The experimental results show that the simple and general controller based on learning is feasible for complex, high-dimensional humanoid robot control in real-world environments. The main contributions include:

  1. Adaptability and Robustness:

    • The controller can perform stably in unknown environments, adapting to different types of terrains and external disturbances.
  2. Behavioral Performance:

    • The controller demonstrated natural walking behavior, including changing gait as per commands and quickly adapting to sudden obstacles.
  3. Scientific and Application Value:

    • This research not only provides a new perspective on robot control theory but also supports diverse tasks for humanoid robots in practical applications.
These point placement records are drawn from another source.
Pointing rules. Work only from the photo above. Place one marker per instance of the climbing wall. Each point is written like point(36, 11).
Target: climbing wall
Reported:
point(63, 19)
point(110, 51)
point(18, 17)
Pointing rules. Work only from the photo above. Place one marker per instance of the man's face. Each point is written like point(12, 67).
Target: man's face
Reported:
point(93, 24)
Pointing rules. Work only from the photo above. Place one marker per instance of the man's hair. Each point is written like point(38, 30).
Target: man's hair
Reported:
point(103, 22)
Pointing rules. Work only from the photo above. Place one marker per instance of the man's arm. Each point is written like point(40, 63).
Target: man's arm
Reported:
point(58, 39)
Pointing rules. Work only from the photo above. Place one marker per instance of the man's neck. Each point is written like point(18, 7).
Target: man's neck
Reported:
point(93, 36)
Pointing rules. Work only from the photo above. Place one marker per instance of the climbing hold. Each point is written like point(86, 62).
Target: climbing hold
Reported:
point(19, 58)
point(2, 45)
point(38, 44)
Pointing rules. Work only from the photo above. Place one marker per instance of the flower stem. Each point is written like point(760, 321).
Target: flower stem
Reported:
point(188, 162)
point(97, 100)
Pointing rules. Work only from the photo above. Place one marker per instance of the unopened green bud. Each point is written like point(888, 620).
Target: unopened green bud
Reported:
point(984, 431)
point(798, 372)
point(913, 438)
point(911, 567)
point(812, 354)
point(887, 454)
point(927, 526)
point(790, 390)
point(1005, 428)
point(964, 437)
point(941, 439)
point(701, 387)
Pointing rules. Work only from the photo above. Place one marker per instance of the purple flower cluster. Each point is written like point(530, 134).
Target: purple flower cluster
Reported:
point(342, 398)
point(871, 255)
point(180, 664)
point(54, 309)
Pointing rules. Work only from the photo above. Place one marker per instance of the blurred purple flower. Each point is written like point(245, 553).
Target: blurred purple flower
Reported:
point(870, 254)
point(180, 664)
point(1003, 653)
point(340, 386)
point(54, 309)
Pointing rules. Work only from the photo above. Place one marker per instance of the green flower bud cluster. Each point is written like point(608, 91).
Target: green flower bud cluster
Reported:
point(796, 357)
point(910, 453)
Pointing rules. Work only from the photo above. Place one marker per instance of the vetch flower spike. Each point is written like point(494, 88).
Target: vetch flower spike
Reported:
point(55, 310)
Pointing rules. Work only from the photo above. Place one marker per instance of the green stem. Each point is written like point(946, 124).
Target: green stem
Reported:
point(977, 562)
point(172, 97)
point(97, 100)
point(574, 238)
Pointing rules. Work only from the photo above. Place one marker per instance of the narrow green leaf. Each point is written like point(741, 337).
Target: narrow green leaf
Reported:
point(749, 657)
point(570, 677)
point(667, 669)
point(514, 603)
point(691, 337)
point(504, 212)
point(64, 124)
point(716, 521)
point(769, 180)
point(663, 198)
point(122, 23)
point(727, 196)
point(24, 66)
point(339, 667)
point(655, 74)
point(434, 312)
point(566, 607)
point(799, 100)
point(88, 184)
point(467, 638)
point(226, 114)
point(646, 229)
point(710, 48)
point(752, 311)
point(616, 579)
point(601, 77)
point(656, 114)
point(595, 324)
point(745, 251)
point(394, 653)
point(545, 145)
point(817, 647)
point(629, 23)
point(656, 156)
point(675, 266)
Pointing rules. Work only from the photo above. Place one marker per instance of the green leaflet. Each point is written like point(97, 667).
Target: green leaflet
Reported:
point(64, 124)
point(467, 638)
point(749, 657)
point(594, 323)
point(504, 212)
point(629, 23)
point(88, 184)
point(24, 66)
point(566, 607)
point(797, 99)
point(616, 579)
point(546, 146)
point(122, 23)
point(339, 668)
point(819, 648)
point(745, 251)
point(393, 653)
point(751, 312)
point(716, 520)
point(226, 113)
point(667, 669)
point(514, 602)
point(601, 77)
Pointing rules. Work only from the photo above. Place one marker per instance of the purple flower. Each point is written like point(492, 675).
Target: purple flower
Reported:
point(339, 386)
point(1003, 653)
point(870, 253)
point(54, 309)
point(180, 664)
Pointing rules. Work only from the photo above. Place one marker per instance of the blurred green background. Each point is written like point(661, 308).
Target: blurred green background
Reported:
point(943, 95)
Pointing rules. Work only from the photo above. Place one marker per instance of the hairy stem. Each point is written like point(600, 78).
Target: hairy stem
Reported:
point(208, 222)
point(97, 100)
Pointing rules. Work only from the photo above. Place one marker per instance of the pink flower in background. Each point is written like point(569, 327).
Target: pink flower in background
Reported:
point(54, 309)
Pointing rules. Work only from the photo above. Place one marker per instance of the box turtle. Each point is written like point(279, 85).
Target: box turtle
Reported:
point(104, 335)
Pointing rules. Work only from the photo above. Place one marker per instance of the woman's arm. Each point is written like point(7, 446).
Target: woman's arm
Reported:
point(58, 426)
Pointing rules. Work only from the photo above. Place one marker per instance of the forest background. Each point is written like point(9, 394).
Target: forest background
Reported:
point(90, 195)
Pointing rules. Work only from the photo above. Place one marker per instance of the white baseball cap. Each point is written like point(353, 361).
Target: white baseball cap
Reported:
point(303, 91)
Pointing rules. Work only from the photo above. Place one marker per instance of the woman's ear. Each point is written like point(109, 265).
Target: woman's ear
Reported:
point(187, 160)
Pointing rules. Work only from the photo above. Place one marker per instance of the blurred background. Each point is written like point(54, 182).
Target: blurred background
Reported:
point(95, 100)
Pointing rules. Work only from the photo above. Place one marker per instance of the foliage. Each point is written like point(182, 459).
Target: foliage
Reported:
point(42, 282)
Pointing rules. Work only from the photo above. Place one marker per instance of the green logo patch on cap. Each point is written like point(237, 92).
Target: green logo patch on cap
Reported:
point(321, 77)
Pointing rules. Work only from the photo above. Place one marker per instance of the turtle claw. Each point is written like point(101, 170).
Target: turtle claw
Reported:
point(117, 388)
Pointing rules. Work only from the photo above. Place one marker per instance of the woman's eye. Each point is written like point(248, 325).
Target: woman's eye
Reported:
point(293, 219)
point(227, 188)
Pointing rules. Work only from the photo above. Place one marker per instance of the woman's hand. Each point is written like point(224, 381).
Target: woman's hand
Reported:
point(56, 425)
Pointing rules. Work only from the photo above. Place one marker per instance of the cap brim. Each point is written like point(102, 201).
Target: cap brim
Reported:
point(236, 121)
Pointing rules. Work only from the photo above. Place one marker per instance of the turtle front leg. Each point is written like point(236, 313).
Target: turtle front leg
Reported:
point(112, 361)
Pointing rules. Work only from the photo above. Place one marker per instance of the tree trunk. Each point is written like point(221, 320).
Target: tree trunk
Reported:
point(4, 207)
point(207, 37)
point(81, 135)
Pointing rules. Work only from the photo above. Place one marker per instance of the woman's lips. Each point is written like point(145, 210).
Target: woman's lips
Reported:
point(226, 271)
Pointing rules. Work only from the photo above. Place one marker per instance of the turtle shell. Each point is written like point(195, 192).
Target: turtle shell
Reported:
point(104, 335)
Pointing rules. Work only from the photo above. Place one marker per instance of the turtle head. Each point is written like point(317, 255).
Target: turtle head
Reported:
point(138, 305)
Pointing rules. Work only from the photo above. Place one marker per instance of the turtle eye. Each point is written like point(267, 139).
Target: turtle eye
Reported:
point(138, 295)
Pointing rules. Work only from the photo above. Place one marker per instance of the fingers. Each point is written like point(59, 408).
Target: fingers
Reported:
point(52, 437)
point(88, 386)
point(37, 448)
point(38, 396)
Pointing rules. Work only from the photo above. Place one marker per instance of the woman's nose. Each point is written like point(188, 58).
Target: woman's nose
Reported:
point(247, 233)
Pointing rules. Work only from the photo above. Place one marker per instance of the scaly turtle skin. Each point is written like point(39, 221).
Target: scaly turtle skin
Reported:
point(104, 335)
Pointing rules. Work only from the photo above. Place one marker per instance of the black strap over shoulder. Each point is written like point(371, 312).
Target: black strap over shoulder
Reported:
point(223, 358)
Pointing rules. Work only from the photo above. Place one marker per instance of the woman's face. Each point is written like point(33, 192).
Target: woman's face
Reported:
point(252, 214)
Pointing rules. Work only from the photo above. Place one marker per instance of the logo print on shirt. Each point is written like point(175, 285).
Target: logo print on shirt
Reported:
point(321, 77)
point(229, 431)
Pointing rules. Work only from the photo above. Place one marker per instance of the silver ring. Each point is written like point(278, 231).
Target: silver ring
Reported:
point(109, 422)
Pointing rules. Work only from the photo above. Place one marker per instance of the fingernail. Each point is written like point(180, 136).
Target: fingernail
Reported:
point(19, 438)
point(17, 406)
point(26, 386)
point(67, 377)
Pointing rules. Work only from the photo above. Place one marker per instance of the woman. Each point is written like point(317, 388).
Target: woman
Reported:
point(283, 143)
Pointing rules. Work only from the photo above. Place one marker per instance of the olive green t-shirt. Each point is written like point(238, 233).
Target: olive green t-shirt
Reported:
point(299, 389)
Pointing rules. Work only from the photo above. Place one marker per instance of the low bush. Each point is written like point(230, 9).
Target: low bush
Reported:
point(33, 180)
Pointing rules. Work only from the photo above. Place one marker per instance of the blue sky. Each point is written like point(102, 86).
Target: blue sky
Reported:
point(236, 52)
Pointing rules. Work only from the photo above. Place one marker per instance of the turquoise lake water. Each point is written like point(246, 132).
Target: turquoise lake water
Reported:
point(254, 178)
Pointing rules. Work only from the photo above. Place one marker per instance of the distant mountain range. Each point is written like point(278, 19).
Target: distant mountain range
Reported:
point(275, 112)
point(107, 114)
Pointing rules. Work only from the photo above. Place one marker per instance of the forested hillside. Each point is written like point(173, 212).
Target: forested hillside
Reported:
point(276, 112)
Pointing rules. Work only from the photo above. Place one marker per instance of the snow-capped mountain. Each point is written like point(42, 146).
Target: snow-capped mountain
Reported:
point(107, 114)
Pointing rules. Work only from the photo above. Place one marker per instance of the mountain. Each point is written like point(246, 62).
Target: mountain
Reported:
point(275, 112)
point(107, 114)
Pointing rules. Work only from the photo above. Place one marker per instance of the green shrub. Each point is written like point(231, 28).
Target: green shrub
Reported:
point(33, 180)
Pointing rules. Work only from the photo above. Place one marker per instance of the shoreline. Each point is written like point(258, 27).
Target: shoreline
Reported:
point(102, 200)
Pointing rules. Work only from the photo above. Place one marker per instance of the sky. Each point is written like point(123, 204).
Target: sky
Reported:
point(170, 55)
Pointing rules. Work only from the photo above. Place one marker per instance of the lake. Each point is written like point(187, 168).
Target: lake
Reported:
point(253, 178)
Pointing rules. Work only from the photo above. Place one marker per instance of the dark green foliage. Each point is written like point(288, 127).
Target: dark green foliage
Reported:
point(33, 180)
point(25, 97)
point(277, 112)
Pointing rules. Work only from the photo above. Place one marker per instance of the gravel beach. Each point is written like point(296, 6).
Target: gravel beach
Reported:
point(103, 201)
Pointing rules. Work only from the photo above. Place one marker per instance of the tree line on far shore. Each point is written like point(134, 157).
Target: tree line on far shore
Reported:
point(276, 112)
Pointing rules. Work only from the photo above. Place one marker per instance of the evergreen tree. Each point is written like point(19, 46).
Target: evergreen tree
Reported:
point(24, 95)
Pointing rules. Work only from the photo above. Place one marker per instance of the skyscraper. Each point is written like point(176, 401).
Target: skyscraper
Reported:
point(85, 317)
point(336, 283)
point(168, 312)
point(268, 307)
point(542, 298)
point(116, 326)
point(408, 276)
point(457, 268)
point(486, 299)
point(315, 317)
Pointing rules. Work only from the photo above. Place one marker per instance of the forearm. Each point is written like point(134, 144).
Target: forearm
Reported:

Method Innovations and Results Support

The methods in this paper achieve success mainly through the following innovations:

  1. Causal Transformer Model:

    • Utilized causal Transformers to extract information from motion history, adapt to different environments, and have the ability to dynamically adjust behaviors.
  2. Large-scale Simulation Training:

    • Ensured high adaptability and robustness of the model through training in massively randomized environments.
  3. Combination of Imitation Learning and Reinforcement Learning:

    • Combined teacher imitation and reinforcement learning for joint optimization, improving training efficiency and model performance.

Future Prospects

Although the methods in this study show excellent performance in adaptability and robustness, there are still some limitations, such as stability under extreme external disturbances. Future work could focus on improving the model’s adaptability to extreme conditions and explore more potential applications of Transformer models.

Summary

This research achieved efficient motion control of humanoid robots in real-world environments through advanced learning methods, providing new theoretical perspectives and important insights for practical applications. More research is expected to further optimize and expand such methods in the future.